CVDec 28, 2020

Joint Intensity-Gradient Guided Generative Modeling for Colorization

arXiv:2012.14130v1
AI Analysis

This work provides an incremental improvement in automatic image colorization for general users and applications by reducing artifacts and removing the need for reference images.

This paper introduces an iterative generative model for automatic colorization, addressing issues like edge color overflow and the need for reference images. By leveraging latent information in gradient maps and conducting inference in a joint intensity-gradient domain, the proposed system achieved superior performance compared to state-of-the-art methods in both quantitative comparisons and user studies.

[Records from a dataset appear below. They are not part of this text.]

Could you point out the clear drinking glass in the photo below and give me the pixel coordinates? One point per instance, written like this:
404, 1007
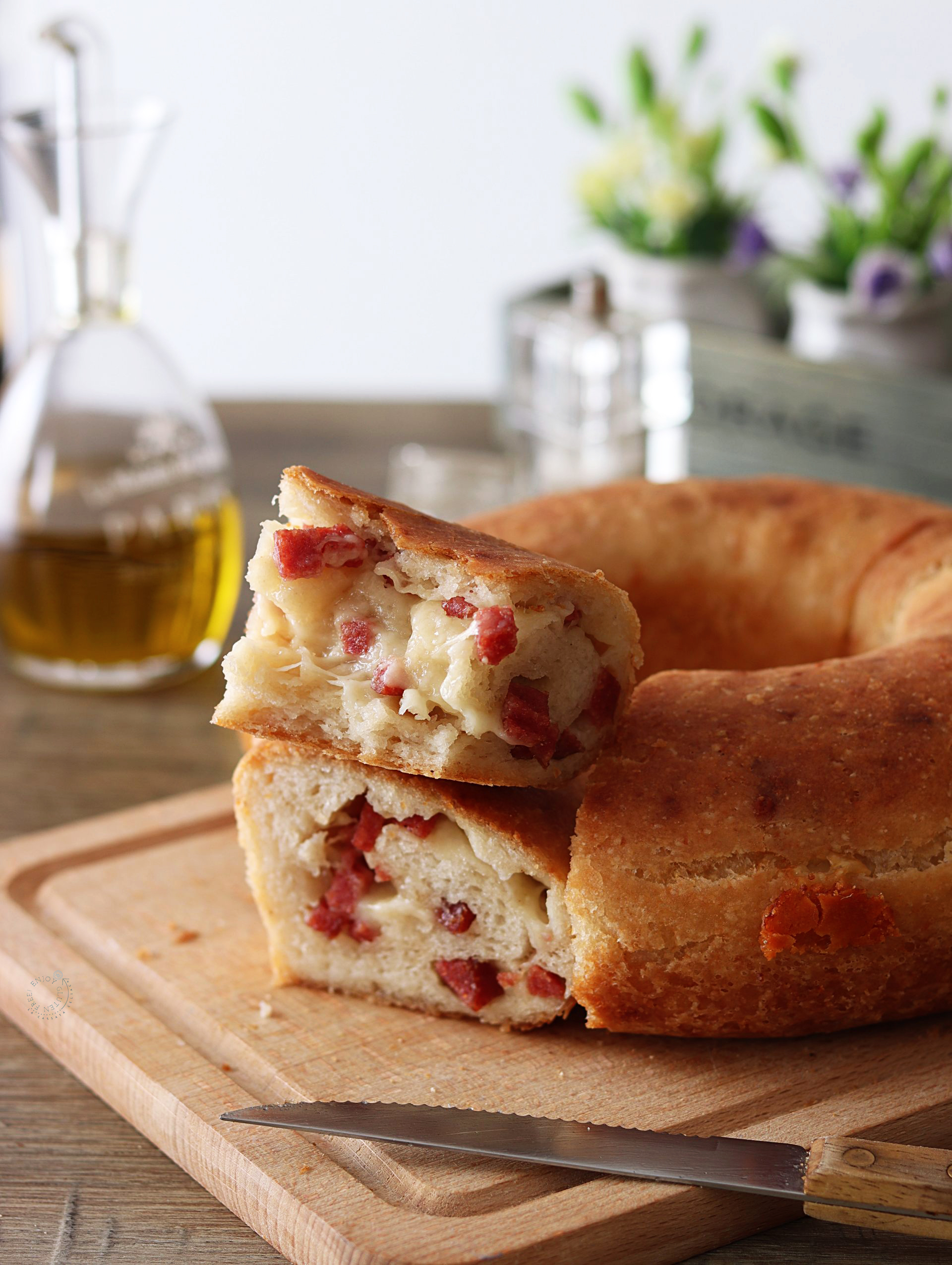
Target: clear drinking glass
120, 543
452, 482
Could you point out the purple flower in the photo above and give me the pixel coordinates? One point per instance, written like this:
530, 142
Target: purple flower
883, 279
940, 256
750, 243
843, 180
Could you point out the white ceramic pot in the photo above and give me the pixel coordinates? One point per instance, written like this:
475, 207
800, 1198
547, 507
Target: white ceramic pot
830, 325
693, 290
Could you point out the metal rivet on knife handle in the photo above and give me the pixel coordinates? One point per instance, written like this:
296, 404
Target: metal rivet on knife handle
907, 1185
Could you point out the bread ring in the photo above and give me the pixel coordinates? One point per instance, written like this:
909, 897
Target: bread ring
767, 850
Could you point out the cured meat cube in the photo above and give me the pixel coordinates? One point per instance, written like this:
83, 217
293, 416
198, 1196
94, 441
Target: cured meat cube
352, 880
369, 824
459, 608
605, 698
496, 634
390, 677
457, 918
325, 920
475, 982
525, 721
305, 552
420, 826
544, 983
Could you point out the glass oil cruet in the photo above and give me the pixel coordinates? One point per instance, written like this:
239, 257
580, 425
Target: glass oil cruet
119, 533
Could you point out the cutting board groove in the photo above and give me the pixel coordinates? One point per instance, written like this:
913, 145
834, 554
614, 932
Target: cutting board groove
147, 915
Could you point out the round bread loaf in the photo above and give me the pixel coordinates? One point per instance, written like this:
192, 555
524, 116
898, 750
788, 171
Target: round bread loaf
767, 849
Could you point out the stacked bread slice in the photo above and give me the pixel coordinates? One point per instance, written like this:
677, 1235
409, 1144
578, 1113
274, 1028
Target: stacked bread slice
420, 697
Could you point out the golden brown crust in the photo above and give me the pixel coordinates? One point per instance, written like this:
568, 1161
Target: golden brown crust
725, 573
275, 782
537, 822
479, 555
456, 769
726, 788
528, 578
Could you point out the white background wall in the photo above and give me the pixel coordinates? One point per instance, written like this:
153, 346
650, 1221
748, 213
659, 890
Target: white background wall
353, 187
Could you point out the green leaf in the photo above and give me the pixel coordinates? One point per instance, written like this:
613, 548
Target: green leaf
642, 80
697, 43
587, 107
870, 139
785, 71
779, 133
912, 162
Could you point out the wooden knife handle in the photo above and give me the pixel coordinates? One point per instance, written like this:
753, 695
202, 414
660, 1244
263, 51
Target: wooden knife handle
897, 1179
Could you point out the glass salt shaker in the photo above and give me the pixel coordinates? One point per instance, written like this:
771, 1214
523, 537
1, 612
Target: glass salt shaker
120, 542
573, 410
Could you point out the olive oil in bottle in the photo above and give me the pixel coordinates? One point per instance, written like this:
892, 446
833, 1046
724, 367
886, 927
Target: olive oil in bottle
124, 610
120, 538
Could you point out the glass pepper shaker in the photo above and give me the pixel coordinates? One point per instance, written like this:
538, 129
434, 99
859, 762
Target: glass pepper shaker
573, 409
120, 542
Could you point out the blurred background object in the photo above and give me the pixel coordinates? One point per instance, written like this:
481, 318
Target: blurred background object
875, 284
572, 414
686, 245
119, 533
375, 219
452, 482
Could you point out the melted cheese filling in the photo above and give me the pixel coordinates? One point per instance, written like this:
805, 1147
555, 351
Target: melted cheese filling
434, 653
512, 919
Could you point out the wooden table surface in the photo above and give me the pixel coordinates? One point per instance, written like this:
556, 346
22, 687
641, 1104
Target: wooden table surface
77, 1185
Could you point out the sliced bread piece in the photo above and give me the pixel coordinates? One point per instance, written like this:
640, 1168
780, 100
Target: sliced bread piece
382, 635
435, 896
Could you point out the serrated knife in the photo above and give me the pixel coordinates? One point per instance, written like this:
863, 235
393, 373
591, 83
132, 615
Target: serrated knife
905, 1190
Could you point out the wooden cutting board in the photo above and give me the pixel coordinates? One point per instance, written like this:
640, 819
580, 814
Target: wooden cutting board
166, 1010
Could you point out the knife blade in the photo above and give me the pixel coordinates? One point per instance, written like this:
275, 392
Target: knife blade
723, 1163
837, 1185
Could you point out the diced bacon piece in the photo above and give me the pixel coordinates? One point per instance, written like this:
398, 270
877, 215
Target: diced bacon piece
544, 983
362, 932
390, 677
605, 698
459, 608
421, 826
544, 751
475, 982
352, 881
525, 721
457, 918
369, 825
325, 920
496, 634
525, 714
357, 635
816, 919
302, 552
567, 746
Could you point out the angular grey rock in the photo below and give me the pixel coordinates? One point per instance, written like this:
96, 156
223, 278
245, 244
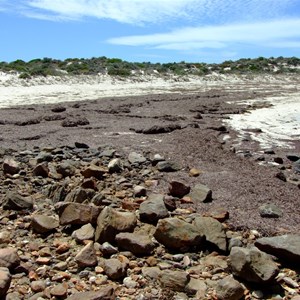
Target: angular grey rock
229, 289
293, 156
15, 201
105, 293
66, 169
86, 232
114, 269
178, 189
94, 171
285, 247
174, 280
270, 210
10, 166
153, 209
195, 286
139, 191
110, 222
80, 195
86, 257
136, 158
76, 213
9, 258
213, 231
5, 280
107, 249
177, 234
200, 193
41, 170
43, 224
252, 265
115, 165
167, 166
138, 244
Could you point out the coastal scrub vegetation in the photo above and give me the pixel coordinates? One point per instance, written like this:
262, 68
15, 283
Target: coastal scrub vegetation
118, 67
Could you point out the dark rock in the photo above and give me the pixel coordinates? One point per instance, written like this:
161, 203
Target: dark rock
66, 169
80, 195
15, 201
86, 232
153, 209
93, 171
43, 224
5, 280
9, 258
270, 210
81, 145
77, 214
114, 269
278, 160
200, 193
138, 244
58, 109
293, 157
178, 189
213, 231
75, 122
136, 158
104, 293
229, 289
110, 222
285, 247
281, 176
10, 166
115, 166
167, 166
174, 280
252, 265
86, 257
178, 234
41, 170
156, 129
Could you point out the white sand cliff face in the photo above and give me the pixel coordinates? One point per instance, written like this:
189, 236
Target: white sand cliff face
278, 123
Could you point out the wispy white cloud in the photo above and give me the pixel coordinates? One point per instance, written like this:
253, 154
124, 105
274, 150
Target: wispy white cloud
157, 11
280, 33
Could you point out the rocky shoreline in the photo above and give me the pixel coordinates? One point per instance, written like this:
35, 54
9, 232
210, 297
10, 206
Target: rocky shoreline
147, 197
79, 222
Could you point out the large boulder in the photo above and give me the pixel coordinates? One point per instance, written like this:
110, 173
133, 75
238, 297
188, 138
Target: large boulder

This paper proposes an iterative generative model for solving the automatic colorization problem. Although previous researches have shown the capability to generate plausible color, the edge color overflow and the requirement of the reference images still exist. The starting point of the unsupervised learning in this study is the observation that the gradient map possesses latent information of the image. Therefore, the inference process of the generative modeling is conducted in joint intensity-gradient domain. Specifically, a set of intensity-gradient formed high-dimensional tensors, as the network input, are used to train a powerful noise conditional score network at the training phase. Furthermore, the joint intensity-gradient constraint in data-fidelity term is proposed to limit the degree of freedom within generative model at the iterative colorization stage, and it is conducive to edge-preserving. Extensive experiments demonstrated that the system outperformed state-of-the-art methods whether in quantitative comparisons or user study.